There is, however, a downside to these adaptations, as they may impair dynamic contractile function. As strongly bound cross-bridges remain bound to actin longer (i.e., increased ton) and detached from actin longer (i.e., longer toff because of reduced rate of myosin force production) should decrease single-fiber contractile velocity (11,20,33), the slower cross-bridge kinetics should effectively decrease single-fiber power output. In support of this hypothesis, several human studies have found decreased unloaded shortening velocity with age (5,6,18). These decrements at the cellular level would be expected to contribute to reduced whole-muscle power output (Fig. 3). Data from our studies provide circumstantial evidence to support a link between these age-related molecular level modifications and changes in whole-muscle function. We found that slowed cross-bridge kinetics in MHC IIA fibers in young and older adults correlated with both reduced whole-muscle power output during isokinetic evaluations and peak aerobic capacity (peak V˙O2). As whole-muscle power output strongly predicts physical disability in the elderly (22), these results suggest that modifications in cross-bridge kinetics may be a molecular mechanism that contributes to age-related disability.
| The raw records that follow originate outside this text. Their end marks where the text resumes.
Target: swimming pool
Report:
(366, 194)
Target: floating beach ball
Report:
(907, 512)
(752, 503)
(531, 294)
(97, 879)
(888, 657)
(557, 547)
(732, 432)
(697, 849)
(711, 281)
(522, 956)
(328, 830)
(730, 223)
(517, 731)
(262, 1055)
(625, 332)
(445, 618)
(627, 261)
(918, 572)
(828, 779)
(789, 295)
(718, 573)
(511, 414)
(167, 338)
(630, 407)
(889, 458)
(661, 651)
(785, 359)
Our study found decreased phosphorylation of the fast isoform of the regulatory MLC (MLC-2f) with age (Miller MS, et al., unpublished manuscript, 2012). This provides a potential mechanism for the age-related slowing of cross-bridge kinetics. Decreasing MLC-2f phosphorylation in single fibers confines the myosin heads near the thick filament and increases toff (24), which would be expected based on our findings of a reduced rate of myosin force production with age. As the MLC-2f isoform is present in MHC I and IIA human skeletal fibers (16), its decreased phosphorylation could explain the reduced rate of myosin force production in both fiber types — the most prominent alteration in cross-bridge kinetics with age. Practically, because MHC I and IIA are the two most prominent MHCs in human muscle, such alterations would be expected to have broad functional implications.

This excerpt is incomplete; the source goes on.